彼女とは、ゲームが発売されてはプレイするという、長い付き合いになったのです。
そして、2012年「ダ・カーポ3」が発売されました。
イギリスが舞台の本作では、芳乃さくらは記憶喪失になっていました。
半年がかりでクリアして、そうか今回はエロシーンなかったんだとほっとしていると、ちょうどクリアしたころに「X-RATED」、つまり「エロありバージョン」が発売されて、絶叫したりしました。
そこには、エロシーンが最初から無ければないで寂しいという、複雑な消費者心理があります。
今では積みゲーも無事に消化し、なかなかエロゲーをやる機会は減りましたが、芳乃さくらというヒロインの物語は、永遠に私の心に刻まれました。
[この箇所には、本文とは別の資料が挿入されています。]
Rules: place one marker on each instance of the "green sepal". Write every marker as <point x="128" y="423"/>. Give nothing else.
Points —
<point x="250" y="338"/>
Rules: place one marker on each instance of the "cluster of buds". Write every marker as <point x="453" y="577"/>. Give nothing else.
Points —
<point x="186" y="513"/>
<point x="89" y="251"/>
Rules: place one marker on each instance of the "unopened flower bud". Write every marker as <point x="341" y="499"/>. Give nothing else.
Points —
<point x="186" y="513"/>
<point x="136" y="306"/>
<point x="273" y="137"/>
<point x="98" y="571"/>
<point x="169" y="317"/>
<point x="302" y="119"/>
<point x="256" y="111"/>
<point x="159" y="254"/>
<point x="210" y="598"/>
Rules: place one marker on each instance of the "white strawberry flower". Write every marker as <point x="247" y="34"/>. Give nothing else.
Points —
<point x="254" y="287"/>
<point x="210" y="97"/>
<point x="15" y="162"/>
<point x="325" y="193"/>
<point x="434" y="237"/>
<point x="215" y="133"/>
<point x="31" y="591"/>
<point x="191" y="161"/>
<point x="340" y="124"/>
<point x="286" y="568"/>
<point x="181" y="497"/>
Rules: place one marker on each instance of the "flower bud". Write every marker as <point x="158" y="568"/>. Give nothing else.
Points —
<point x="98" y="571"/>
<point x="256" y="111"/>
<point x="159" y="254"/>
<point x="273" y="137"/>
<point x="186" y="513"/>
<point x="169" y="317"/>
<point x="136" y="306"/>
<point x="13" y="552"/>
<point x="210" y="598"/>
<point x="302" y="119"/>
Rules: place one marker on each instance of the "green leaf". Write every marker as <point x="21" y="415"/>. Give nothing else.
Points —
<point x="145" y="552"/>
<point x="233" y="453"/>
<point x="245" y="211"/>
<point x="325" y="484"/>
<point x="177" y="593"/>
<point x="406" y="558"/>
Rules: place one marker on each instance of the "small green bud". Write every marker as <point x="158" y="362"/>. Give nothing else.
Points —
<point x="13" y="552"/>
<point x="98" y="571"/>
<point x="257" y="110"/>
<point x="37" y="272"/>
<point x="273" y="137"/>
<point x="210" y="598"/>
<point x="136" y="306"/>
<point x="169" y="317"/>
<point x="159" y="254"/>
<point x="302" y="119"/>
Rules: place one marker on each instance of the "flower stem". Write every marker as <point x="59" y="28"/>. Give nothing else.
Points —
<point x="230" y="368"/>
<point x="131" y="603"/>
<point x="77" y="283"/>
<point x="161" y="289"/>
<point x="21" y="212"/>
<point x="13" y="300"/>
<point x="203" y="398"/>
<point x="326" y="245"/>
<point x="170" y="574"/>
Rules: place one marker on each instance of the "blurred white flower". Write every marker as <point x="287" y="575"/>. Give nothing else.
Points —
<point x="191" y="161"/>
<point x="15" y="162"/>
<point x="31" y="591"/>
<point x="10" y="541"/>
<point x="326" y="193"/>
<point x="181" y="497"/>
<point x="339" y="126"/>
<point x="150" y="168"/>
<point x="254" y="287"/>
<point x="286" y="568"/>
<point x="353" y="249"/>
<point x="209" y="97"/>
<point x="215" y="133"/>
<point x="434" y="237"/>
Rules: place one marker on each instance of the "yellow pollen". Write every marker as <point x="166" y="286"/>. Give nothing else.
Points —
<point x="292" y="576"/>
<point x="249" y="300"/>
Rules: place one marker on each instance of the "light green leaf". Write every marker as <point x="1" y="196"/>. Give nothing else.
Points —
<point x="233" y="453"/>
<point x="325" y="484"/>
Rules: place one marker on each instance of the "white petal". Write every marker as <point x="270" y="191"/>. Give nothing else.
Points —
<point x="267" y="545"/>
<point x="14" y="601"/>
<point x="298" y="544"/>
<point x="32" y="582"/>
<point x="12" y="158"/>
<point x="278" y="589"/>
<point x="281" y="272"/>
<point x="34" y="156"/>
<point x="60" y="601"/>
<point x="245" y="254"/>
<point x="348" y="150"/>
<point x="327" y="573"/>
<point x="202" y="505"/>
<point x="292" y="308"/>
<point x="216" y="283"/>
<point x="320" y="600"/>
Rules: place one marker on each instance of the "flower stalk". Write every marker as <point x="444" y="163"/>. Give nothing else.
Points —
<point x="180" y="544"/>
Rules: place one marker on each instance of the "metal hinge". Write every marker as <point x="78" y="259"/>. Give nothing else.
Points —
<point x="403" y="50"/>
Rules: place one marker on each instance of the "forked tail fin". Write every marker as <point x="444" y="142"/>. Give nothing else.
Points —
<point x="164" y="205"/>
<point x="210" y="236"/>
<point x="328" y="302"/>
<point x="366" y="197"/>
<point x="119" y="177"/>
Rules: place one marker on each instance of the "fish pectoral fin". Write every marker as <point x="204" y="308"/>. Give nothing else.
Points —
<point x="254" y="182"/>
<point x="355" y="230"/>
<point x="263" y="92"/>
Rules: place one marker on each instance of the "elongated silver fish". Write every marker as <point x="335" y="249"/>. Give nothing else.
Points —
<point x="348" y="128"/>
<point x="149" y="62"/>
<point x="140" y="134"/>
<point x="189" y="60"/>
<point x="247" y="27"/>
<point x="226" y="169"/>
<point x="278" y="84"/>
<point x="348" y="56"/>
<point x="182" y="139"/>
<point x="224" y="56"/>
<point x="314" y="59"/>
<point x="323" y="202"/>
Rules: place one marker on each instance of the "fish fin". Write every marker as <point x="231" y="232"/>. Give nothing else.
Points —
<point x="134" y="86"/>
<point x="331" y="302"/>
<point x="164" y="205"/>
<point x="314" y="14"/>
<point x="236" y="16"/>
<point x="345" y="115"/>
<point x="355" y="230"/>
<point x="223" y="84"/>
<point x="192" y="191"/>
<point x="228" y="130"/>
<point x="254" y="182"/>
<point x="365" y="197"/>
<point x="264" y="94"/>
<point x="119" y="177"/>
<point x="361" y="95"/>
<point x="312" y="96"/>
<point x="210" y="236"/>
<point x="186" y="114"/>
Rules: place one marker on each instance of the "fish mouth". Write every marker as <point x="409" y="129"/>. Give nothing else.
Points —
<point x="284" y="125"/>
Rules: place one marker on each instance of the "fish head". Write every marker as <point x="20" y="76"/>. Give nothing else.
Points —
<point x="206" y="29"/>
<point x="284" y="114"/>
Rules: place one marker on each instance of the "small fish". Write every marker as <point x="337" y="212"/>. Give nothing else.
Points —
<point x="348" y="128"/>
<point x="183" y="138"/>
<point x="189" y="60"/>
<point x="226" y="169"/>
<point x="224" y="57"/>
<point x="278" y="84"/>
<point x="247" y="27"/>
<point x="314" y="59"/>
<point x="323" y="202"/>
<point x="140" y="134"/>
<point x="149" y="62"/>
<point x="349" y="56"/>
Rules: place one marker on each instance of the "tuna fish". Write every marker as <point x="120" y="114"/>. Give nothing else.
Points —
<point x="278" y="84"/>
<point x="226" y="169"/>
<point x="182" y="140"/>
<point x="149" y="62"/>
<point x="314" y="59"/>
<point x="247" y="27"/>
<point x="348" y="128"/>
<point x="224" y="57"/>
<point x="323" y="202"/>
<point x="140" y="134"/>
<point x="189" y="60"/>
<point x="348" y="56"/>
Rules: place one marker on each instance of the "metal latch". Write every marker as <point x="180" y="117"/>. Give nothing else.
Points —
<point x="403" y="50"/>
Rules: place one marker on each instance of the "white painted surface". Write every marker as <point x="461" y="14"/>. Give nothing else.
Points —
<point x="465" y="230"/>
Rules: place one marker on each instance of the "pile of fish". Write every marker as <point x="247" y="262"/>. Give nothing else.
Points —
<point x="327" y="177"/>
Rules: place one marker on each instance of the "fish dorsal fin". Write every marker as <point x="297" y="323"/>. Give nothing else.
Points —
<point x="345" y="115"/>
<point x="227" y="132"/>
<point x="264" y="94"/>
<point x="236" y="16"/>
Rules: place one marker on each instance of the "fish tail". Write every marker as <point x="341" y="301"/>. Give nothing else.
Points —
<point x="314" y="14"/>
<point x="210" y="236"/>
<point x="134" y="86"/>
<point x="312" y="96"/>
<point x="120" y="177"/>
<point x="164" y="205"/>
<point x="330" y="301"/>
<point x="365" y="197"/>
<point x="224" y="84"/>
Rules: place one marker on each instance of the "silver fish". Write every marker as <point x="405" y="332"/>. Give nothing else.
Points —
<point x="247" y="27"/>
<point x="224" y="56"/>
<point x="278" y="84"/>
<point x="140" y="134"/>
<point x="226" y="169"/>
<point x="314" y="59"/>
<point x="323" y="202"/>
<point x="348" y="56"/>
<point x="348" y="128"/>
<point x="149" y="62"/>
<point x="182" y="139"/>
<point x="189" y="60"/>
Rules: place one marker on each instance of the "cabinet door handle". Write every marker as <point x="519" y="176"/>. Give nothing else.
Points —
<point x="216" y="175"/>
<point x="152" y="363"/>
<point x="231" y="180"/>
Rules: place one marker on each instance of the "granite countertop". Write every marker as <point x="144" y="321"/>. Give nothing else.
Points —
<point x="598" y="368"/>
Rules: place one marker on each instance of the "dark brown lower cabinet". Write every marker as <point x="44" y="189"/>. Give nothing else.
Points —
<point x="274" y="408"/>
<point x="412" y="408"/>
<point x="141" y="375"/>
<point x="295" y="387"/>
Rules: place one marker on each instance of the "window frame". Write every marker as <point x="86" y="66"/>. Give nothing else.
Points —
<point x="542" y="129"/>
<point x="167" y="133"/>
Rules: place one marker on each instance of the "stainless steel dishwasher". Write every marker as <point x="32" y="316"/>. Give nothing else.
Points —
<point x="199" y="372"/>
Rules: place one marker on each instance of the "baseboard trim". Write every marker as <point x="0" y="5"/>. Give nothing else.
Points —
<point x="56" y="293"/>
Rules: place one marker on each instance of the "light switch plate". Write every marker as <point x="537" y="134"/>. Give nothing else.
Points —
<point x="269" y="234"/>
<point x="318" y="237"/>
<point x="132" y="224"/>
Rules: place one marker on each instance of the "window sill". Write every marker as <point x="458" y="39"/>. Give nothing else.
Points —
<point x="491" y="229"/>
とはいえ、さくらの物語の完結編とおぼしきシナリオの入っている「ダ・カーポ3R」は、内容が同じゲームなので、時間をおいてやりたいため、まだやっておりません。このブログを書いたのをきっかけとして、そろそろプレイしようかなと思っています。

・・・と思っていますが、去年同じゲーム会社から発売した、「D.S.-Dal Segno-」ってのは一体なんなんでしょうか。ダル・セグノ?
私のエロゲー撤退戦は、まだまだ続きそうです。